Gupta Rahul, Bone Daniel, Lee Sungbok, Narayanan Shrikanth
Signal Analysis and Interpretation Laboratory (SAIL), University of Southern California, 3710 McClintock Avenue, Los Angeles, CA 90089, USA.
Comput Speech Lang. 2016 May;37:47-66. doi: 10.1016/j.csl.2015.09.003. Epub 2015 Oct 23.

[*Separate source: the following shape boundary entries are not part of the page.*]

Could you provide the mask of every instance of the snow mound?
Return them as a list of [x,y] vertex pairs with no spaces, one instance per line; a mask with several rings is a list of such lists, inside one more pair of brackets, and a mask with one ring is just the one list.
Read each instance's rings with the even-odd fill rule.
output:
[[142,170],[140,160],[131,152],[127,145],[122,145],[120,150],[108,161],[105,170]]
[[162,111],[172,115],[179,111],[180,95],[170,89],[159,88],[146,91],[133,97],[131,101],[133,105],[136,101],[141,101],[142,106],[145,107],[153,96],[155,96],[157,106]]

Child engagement is defined as the interaction of a child with his/her environment in a contextually appropriate manner. Engagement behavior in children is linked to socio-emotional and cognitive state assessment with enhanced engagement identified with improved skills. A vast majority of studies however rely solely, and often implicitly, on subjective perceptual measures of engagement. Access to automatic quantification could assist researchers/clinicians to objectively interpret engagement with respect to a target behavior or condition, and furthermore inform mechanisms for improving engagement in various settings. In this paper, we present an engagement prediction system based exclusively on vocal cues observed during structured interaction between a child and a psychologist involving several tasks. Specifically, we derive prosodic cues that capture engagement levels across the various tasks. Our experiments suggest that a child's engagement is reflected not only in the vocalizations, but also in the speech of the interacting psychologist. Moreover, we show that prosodic cues are informative of the engagement phenomena not only as characterized over the entire task (i.e., global cues), but also in short term patterns (i.e., local cues). We perform a classification experiment assigning the engagement of a child into three discrete levels achieving an unweighted average recall of 55.8% (chance is 33.3%). While the systems using global cues and local level cues are each statistically significant in predicting engagement, we obtain the best results after fusing these two components. We perform further analysis of the cues at local and global levels to achieve insights linking specific prosodic patterns to the engagement phenomenon. We observe that while the performance of our model varies with task setting and interacting psychologist, there exist universal prosodic patterns reflective of engagement.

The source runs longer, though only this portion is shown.